From these two provisions can be seen, if the defendant, criminal suspects have fixed all, surveillance residence is its domicile. Of course he can and his family live together, and can be freely to meet his lawyer. Without shelter, only need to specify the domicile, literal meaning as residential surveillance, is you live, my monitor, rather than me will you shut up.

So, in this case, two detained lawyers in Beihai have no fixed abode? I don't believe it. Be sure to have. Then, as the two lawyers under residential surveillance why his family and lawyers can not find him? Certainly by the public security organs to "residential surveillance", the loss of personal freedom.
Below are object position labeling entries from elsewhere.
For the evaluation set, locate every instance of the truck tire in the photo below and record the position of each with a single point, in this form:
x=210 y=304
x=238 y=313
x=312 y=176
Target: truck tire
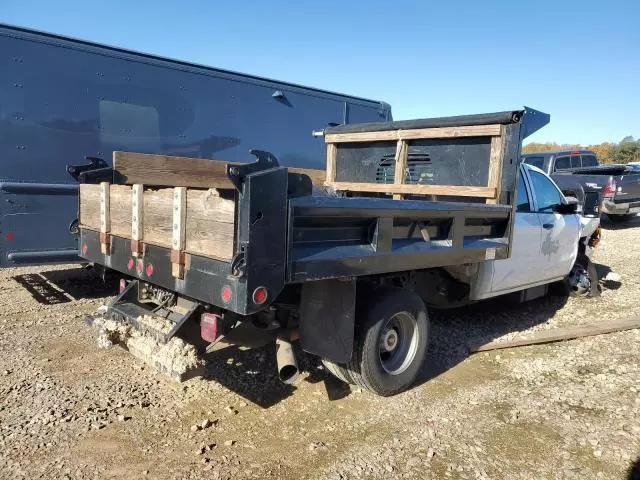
x=620 y=218
x=390 y=344
x=583 y=278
But the residential surveillance in clear violation of the provisions of the criminal procedure law and the six ministries, illegal restriction of his freedom of the person, it is a crime, in violation of the provisions of article 238th of the criminal law, constitute the crime of illegal detention.

The two lawyers were detained on criminal charges, two lawyers "residential surveillance", according to the "law" the third paragraph thirty-seventh: "lawyers in litigation activities due to suspected crime lawfully detained, arrested, detained, arrested authority should be in detention or arrest, after the implementation of the twenty-four hours to inform the lawyer's family, the law firm and the lawyers' Association", the police informed at the specified time? No. According to the law of criminal procedure, the police should arrange the meeting in five days? No, if according to law, lawyers need not approved levy on to meet with the criminal suspect, do you, No.

By the analysis, the case who is not a crime, be completely bared there and then?